Just as MapReduce requires a data source (in most cases HDFS), a general purpose data processing system like Samza requires a source of streams. Out of the box, Samza uses YARN as its fault-tolerant, distributed execution system, and Kafka as its messaging system. But Samza is pluggable and can be used with other systems – there is already interest in making Samza work with other execution systems (AWS, Mesos).

Stream Mining and near realtime computations

For now Samza users who need to do stream mining have to write code4 (common problems include finding the “top k”, “distinct elements”, “heavy hitters”, quantiles, moments). However as a general purpose stream processing framework it can be used for a broad set of problems: simple “counts”, approximate answers (“sketches”), and more advanced algorithms. Data scientists will also like the fact that Samza (and Kafka) can easily reprocess data, a useful feature when new algorithms need to be deployed or existing ones have to tweaked.

Within Linkedin, Samza occupies the space between batch (Hadoop jobs that run for a few hours) and online systems (milliseconds). By supporting tasks that take a few seconds to a few minutes to run, Samza is potentially useful for a variety of user services such as periodic updates of rankings and recommendations. I expect Samza to attract interest from developers who are already using Kafka. As I pointed out in a recent post, integrated systems are attracting attention (as convenience and familiarity, outweigh performance). Furthermore, as interfaces and dedicated libraries emerge, Samza will become useful to many more data scientists.

Frugal Streaming, Approximate Quantiles and Histograms

Speaking of approximate answers, I thought I’d highlight a couple of recent posts that relate to streaming and realtime analytics. The first explains simple algorithms (Frugal-1U and Frugal-2U) for computing approximate quantiles in streaming data. The second uses Druid to approximate quantiles and build histograms (in near realtime) for large data sets. As data volume and velocity continue to rise5, I expect systems that produce approximate answers to become more common.

Related posts:

(0) Thanks to Chris Riccomini and Jay Kreps of Linkedin for walking me through the details of Samza.

(1) Kafka retains published messages for a configurable amount of time – during which period one can resend and reprocess them accordingly.

(2) Here’s an interesting bit to illustrate how much work has gone into Kafka: just getting replication right took 5 experienced developers a year! While the bulk of Kafka development still happens within Linkedin, about 30% comes from external developers.

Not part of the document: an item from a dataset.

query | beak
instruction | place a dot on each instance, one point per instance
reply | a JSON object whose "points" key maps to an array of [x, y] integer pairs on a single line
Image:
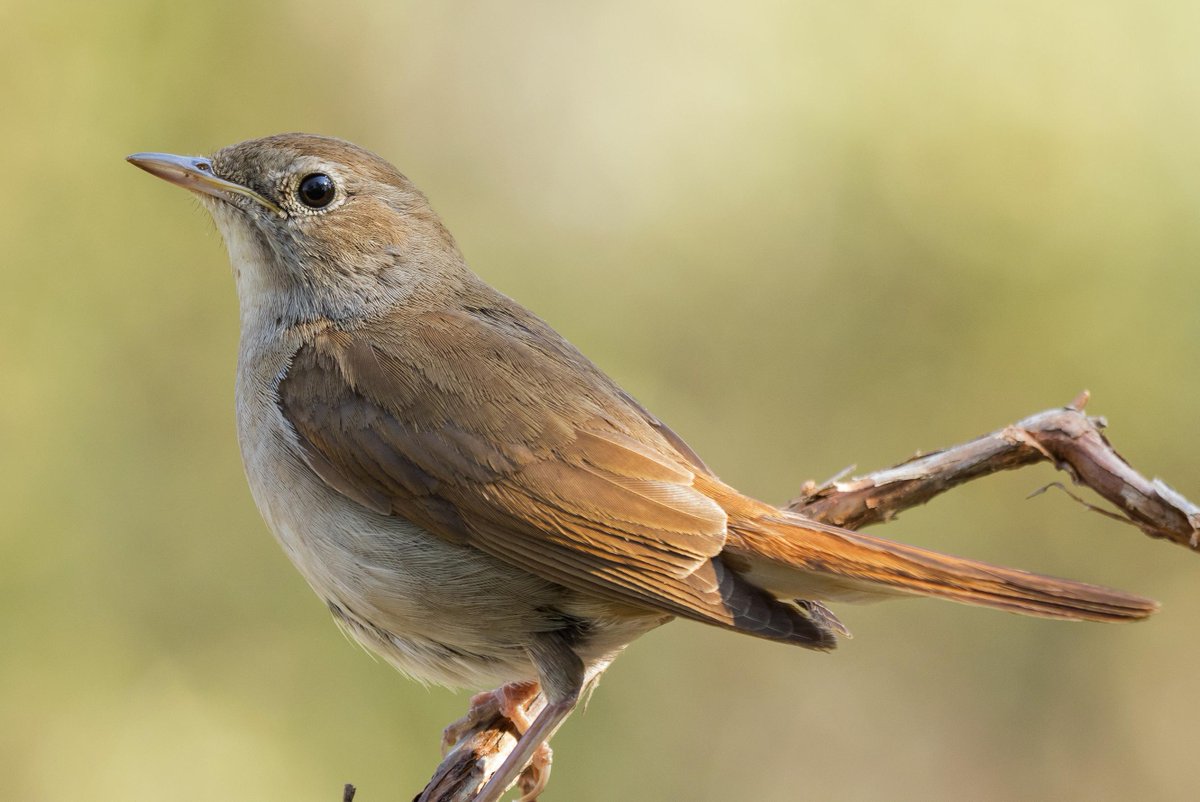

(3) Stateful processing is particularly important to Linkedin: “We are not aware of any state management facilities in Storm …”

(4) Pushing the MapReduce analogy further, at some point a simpler system (a la Pig, Hive, SQL) may make it easier to use Samza. One of the things that makes Spark Streaming attractive is its programming interface: the same (concise) code that works for batch jobs (Spark), will work (with minor changes) for stream processing.

(5) The “real-time big data triangle of constraints” posits that you can have only two of the following: volume, velocity, exact.